Test on all three platforms

Most sandbox bugs are platform-specific. Seatbelt policies that work on macOS may not translate to bwrap on Linux. AppContainer on Windows requires entirely different primitives. Test your sandbox on every platform you claim to support — don't assume cross-platform portability.

Bottom line

Sandboxing is the single most unevenly implemented feature across coding agents. Codex sets the bar with full cross-platform coverage (Seatbelt, bwrap + Landlock, restricted tokens). OpenHands takes the strongest isolation path with Docker per session. Claude Code innovates with per-command sandbox decisions.

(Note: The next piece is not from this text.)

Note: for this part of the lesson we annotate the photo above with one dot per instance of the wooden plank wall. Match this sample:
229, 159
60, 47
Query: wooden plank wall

ADK-Rust pioneers fail-closed policy validation.

But the majority of agents — Pi Mono, Neovate, Crush, OpenCode, Pochi, Kimi CLI, Oh My Pi — run code directly on the host with no OS-level sandbox whatsoever. They rely entirely on permission prompts, banned command lists, and user vigilance. This is acceptable for local development on trusted machines but represents a significant security gap for any agent deployed on production infrastructure.

For new agent builders, the path is clear: implement platform-native sandboxing from day one, validate policies fail-closed, and never silently downgrade isolation. The gap between agents that sandbox and agents that don't is only going to widen as the security implications of AI code execution become more widely understood.